The term eDHR – electronic device history record – is being thrown around a lot these days. But what exactly is an eDHR? Originally created for medical device and diagnostics manufacturing for the purpose of keeping record of the products produced, the device history record was a paper document that traveled with the product shipment or stored as paper records at the manufacturer’s site. With the introduction of electronic manufacturing and quality systems, the formally paper document, can now be created, stored, and delivered electronically; hence, the eDHR. So, what exactly makes up an eDHR?
The eDHR is used as a management tool to ensure the manufacturing process has been followed, that the components and materials authorized for assembly into the product were, in fact consumed, that all the data and validation activities have passed, and ensures compliance for both the product and the workers assembling it. While there is no template or mandatory criteria that goes into an eDHR, the purpose is clear. If something were to go wrong on a product, can we use the eDHR to track what happened? This very purpose is why the eDHR is now moving to other types of manufacturing including aerospace.
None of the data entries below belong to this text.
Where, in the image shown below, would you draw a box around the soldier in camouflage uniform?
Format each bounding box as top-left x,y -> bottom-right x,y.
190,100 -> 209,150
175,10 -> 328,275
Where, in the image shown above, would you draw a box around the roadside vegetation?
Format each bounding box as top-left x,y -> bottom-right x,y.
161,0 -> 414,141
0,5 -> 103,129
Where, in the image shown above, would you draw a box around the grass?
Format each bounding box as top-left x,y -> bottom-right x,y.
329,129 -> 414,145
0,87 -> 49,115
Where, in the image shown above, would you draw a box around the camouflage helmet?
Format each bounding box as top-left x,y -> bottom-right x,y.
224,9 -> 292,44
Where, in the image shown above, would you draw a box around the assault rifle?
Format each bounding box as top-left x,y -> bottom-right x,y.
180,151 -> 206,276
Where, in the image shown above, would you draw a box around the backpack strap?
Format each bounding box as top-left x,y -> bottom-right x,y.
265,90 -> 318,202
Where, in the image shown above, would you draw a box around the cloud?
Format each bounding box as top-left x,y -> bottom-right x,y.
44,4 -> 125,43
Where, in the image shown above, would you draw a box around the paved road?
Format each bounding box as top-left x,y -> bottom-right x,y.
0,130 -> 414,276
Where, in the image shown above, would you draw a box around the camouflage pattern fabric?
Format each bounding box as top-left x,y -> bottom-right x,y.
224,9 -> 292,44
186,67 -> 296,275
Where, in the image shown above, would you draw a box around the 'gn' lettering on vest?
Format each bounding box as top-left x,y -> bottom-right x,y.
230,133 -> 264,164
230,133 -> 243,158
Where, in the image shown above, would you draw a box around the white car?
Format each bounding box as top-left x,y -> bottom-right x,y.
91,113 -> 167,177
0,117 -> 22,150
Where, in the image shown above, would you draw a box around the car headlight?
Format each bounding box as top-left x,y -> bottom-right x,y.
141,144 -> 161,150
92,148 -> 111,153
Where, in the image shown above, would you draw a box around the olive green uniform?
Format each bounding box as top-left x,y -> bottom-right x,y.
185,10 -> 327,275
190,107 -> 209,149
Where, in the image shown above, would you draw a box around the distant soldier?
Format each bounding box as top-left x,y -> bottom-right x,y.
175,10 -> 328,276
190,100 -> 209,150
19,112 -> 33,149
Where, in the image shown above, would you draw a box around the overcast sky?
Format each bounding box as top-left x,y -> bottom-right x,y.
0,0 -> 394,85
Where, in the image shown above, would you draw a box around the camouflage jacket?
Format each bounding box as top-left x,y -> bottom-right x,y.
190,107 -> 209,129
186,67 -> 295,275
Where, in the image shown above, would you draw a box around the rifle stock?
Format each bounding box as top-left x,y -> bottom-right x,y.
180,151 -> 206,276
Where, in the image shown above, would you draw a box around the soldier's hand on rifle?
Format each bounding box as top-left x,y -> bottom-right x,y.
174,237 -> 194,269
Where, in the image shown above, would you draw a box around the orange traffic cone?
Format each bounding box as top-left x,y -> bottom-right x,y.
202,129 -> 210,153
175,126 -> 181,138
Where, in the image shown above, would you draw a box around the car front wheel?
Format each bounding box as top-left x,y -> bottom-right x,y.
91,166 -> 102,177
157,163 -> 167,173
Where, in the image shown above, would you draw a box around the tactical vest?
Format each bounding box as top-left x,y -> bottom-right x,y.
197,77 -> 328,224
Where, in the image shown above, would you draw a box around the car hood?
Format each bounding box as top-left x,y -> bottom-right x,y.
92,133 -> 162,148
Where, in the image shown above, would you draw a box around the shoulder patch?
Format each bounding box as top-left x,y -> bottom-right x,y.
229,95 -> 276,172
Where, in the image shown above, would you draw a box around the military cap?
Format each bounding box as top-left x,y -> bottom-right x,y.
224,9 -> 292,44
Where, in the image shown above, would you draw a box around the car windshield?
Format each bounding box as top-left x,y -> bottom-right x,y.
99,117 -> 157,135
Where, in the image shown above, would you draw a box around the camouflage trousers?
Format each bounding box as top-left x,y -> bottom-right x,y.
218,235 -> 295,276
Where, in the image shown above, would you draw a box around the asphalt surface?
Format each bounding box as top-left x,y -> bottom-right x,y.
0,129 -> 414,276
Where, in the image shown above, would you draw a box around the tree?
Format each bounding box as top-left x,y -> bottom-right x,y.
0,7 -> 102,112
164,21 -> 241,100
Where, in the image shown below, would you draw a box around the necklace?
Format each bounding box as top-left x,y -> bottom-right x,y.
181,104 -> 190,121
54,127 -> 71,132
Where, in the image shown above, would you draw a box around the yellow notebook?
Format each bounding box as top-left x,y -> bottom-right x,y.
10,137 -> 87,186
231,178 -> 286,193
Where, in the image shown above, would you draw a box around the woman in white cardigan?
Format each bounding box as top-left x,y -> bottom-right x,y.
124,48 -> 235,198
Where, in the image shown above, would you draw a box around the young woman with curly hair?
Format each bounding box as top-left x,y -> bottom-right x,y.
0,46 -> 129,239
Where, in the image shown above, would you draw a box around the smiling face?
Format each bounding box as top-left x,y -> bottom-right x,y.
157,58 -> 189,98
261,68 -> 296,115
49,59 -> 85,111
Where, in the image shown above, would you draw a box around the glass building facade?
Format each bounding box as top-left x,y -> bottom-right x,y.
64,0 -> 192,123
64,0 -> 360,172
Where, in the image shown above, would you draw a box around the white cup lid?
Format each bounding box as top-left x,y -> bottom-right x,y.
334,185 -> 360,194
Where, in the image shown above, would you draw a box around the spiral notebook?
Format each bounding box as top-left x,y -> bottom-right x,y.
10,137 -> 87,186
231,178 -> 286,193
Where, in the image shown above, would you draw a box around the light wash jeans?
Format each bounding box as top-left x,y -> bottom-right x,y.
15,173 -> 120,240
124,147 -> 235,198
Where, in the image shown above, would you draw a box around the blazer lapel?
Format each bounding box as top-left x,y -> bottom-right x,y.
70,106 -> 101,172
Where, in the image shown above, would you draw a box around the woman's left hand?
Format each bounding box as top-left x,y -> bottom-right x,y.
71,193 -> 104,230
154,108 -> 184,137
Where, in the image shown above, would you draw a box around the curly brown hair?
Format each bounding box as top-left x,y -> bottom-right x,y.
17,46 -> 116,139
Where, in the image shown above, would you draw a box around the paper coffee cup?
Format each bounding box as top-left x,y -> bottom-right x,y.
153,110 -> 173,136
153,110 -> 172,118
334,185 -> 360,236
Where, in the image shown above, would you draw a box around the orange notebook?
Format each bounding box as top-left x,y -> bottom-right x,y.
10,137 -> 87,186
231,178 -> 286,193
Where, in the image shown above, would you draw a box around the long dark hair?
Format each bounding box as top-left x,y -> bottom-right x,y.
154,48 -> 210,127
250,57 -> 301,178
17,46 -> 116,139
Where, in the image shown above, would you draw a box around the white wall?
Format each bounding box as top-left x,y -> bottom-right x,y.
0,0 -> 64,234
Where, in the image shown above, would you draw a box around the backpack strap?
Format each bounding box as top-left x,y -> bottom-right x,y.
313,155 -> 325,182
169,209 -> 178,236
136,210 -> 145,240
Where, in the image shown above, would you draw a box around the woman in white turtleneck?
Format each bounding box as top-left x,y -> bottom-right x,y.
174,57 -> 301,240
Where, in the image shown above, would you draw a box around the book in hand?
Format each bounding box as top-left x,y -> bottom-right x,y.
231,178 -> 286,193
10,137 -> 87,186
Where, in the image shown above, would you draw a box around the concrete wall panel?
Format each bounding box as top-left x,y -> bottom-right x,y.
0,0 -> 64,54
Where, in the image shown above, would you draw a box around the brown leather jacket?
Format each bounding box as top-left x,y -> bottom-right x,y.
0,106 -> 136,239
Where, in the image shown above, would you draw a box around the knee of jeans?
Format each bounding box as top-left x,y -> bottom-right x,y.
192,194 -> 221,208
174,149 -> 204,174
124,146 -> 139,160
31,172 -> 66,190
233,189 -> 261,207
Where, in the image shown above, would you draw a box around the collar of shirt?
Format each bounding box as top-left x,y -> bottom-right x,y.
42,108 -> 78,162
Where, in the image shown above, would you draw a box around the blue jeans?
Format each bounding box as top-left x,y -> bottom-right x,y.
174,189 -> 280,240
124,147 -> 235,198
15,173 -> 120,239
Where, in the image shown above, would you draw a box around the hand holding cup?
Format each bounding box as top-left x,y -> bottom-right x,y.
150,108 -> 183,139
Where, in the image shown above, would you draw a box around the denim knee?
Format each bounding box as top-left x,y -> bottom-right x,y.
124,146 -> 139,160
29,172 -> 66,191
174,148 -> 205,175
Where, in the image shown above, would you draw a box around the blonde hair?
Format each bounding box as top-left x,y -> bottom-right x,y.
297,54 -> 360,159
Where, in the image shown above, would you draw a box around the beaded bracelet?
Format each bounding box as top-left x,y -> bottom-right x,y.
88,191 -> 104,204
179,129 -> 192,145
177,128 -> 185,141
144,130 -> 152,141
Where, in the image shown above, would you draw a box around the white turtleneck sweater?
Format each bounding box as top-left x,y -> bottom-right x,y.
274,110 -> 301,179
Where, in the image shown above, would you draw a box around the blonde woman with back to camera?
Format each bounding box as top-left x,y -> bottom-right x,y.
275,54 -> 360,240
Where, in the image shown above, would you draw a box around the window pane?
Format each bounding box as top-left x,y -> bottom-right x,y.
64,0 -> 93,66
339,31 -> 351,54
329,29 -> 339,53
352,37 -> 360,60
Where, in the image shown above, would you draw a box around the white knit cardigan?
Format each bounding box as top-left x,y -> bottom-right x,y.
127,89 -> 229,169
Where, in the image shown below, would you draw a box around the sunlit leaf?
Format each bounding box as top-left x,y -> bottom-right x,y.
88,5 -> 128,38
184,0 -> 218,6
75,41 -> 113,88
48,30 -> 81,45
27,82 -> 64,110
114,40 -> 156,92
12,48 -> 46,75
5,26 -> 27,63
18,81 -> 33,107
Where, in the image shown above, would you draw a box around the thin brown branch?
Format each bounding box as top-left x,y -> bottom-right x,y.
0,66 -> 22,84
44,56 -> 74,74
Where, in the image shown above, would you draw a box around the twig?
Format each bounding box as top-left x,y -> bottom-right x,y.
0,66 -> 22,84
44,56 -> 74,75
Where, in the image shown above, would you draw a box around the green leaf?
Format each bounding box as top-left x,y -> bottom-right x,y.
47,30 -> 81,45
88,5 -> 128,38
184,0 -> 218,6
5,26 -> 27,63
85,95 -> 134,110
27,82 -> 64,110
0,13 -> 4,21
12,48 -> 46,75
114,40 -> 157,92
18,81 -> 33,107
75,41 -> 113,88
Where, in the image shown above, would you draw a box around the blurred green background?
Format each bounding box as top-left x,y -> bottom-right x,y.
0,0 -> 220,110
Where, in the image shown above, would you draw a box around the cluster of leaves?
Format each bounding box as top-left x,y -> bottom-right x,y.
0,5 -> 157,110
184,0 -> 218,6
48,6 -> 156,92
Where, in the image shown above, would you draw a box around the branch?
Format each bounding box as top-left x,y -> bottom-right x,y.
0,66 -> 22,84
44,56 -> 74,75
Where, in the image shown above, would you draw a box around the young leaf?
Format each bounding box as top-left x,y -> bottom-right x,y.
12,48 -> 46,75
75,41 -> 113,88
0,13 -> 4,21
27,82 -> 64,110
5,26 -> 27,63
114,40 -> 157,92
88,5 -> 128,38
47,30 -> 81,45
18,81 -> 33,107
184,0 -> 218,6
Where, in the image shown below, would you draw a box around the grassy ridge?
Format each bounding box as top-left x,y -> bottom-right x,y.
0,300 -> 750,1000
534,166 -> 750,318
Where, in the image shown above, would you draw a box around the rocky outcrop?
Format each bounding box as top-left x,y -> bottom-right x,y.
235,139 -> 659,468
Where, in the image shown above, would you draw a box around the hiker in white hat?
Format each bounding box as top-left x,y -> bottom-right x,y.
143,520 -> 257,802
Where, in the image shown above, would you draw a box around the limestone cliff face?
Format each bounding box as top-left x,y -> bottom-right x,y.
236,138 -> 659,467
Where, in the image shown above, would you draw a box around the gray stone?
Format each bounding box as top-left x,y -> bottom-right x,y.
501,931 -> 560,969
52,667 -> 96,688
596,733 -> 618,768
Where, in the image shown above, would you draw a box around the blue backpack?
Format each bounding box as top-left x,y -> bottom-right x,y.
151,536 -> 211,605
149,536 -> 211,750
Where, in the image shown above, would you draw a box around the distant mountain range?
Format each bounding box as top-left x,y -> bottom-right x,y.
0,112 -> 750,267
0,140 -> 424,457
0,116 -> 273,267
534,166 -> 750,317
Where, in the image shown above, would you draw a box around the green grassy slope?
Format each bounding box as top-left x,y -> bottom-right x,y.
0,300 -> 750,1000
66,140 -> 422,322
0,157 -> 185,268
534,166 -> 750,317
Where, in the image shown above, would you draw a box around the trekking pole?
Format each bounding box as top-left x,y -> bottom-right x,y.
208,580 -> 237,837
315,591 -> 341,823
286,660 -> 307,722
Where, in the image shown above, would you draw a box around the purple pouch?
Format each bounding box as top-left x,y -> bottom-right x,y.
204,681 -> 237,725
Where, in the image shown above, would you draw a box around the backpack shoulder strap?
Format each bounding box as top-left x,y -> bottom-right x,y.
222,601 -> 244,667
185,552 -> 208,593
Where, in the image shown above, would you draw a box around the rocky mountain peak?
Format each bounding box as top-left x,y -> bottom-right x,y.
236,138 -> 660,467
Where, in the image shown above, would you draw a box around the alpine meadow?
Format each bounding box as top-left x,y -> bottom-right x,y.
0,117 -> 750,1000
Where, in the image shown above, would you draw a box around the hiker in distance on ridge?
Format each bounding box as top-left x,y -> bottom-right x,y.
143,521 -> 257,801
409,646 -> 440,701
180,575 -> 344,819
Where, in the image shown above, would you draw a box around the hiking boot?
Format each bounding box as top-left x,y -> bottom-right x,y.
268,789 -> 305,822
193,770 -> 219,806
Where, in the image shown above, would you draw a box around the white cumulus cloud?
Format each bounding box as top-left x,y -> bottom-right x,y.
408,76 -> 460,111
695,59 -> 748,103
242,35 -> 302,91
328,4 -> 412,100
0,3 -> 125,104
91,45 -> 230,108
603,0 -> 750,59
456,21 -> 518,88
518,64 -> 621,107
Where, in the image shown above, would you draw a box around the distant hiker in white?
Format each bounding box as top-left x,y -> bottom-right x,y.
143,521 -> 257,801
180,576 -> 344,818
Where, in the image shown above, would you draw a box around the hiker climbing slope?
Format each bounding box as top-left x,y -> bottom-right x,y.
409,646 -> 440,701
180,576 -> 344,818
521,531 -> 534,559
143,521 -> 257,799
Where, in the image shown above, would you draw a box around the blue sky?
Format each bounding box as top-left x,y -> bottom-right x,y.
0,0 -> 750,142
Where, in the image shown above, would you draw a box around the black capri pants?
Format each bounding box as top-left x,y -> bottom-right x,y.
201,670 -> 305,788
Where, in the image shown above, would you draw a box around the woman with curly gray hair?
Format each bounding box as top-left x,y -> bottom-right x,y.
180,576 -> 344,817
Let’s think about all the information that could make up the eDHR content; Part information, Bills of Material, Supplier and Purchase Order information, lot numbers, serial numbers, inspection and test results, non-conformances, document revisions, electronic signatures, and tools used during assembly, just to name a few. Now, think about if one had to gather all this information across multiple systems for every single product manufactured. Now, if it’s a simple product, it wouldn’t be too bad, but we work in a world where there is lots of complexity, so, having to gather this information could take multiple full time employees.
The easiest way to create and manage an eDHR is to have all eDHR information in one system. Having a manufacturing system that provides all the tools and functions needed to support consistent manufacturing processes, built in quality control, outreach to the supplier base, and change management facilitation brings the eDHR back to it’s original pupose; an output report.
When taking the plunge from the paper to and electronic Device History Record, be sure that you can get just that with your new electronic system – a report.